As he wrote the novel, Cox’s bills piled up. He’d sold his mortgage business to a friend, who hired him as a consultant. But his income was radically curtailed, and he owed thousands of dollars a month in child support for his toddler son. (He and his wife had split up just before he was busted.) The responsible thing to do would have been to declare bankruptcy and move back in with his parents while he looked for legal ways to make money. Instead, Cox began behaving more like the protagonist of his novel, doubling down on fraud. He started inventing borrowers.

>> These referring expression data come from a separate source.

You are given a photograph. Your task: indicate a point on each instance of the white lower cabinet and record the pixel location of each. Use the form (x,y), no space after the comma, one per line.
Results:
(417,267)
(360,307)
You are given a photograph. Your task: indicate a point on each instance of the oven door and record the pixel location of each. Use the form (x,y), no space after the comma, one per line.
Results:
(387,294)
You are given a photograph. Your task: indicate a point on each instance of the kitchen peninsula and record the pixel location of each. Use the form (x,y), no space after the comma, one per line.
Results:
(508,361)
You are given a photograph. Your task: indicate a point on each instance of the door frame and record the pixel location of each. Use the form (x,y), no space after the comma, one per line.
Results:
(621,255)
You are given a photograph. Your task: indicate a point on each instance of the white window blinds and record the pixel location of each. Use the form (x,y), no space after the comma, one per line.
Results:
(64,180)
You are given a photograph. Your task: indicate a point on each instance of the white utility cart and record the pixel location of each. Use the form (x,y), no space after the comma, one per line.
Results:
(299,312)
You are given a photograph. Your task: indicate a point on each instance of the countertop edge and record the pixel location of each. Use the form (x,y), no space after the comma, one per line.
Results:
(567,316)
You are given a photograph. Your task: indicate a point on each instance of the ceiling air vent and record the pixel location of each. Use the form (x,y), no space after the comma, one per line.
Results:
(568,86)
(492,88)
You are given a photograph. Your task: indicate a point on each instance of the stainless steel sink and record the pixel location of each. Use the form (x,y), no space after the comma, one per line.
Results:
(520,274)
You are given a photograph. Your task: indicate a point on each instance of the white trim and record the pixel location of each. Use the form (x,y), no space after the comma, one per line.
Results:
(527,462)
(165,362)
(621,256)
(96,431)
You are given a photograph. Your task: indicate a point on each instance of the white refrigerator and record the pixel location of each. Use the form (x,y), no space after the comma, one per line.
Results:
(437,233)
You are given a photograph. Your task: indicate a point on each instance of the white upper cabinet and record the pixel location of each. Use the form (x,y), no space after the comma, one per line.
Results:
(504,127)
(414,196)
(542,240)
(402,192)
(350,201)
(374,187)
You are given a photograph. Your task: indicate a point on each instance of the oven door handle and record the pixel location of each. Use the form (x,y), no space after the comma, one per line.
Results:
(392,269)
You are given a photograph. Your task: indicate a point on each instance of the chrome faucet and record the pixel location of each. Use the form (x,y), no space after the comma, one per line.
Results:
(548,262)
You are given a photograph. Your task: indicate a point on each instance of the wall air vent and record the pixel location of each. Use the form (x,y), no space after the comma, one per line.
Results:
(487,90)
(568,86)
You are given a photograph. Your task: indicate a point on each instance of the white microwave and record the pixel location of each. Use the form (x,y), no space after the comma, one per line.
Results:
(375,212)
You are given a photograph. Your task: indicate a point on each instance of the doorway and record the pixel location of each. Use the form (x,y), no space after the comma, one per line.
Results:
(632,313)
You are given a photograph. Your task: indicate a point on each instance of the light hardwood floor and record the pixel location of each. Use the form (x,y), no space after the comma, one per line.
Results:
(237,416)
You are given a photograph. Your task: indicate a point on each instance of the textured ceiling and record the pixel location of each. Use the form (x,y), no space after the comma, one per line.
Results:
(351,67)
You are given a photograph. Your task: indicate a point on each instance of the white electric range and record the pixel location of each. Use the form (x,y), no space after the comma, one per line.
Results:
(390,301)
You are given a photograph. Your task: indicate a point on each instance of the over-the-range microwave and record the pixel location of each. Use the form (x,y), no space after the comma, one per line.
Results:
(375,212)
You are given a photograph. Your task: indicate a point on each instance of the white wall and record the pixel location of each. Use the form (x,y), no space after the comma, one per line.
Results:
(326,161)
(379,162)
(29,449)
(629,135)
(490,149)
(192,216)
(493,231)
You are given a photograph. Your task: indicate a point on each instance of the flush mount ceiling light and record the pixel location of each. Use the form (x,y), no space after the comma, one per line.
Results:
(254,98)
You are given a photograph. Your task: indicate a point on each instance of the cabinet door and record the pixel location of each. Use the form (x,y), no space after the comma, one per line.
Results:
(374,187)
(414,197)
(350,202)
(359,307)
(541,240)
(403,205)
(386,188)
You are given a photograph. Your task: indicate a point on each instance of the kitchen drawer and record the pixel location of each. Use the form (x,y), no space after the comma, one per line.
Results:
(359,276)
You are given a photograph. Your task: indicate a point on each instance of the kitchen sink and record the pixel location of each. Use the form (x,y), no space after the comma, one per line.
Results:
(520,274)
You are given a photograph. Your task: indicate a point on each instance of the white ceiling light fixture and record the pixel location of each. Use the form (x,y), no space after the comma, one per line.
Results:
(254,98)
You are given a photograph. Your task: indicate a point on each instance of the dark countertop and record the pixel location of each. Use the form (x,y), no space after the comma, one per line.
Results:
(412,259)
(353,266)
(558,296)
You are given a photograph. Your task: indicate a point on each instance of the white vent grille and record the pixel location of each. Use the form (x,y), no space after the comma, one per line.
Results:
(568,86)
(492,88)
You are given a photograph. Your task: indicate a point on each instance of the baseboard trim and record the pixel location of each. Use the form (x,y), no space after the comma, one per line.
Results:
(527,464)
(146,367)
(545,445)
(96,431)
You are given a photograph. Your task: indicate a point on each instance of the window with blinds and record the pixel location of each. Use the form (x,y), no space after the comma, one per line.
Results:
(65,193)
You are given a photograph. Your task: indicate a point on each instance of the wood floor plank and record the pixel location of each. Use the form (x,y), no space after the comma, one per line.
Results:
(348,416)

Cox would appear at the Social Security office as a sleep-deprived new dad. My son was born ten months ago at home with a midwife, and the pediatrician never filled out the paperwork; he’d tell the clerk apologetically. Then he’d provide a birth certificate and an immunization record—both fake, of course; Cox had attended art school and proved to be a skilled forger. He amused himself with the names he made up for his counterfeit babies:
Brandon Green, James Redd, Michael White, Lee Black. He’d start signing up for credit cards with his freshly issued Social Security numbers. Six months later, he’d have a perfect, synthetic individual with a credit score of 750. He rented post-office boxes and juggled half a dozen cell phones. He created fake companies to give his counterfeit people phony pay stubs. He even invented his banks—the Bank of Ybor and the Southern Exchange Bank of Clarksville—to verify assets in nonexistent accounts. Cox says that at least a dozen colleagues knew, to varying degrees, what he was up to, but as long as the money was flowing, they looked the other way. Some joined in.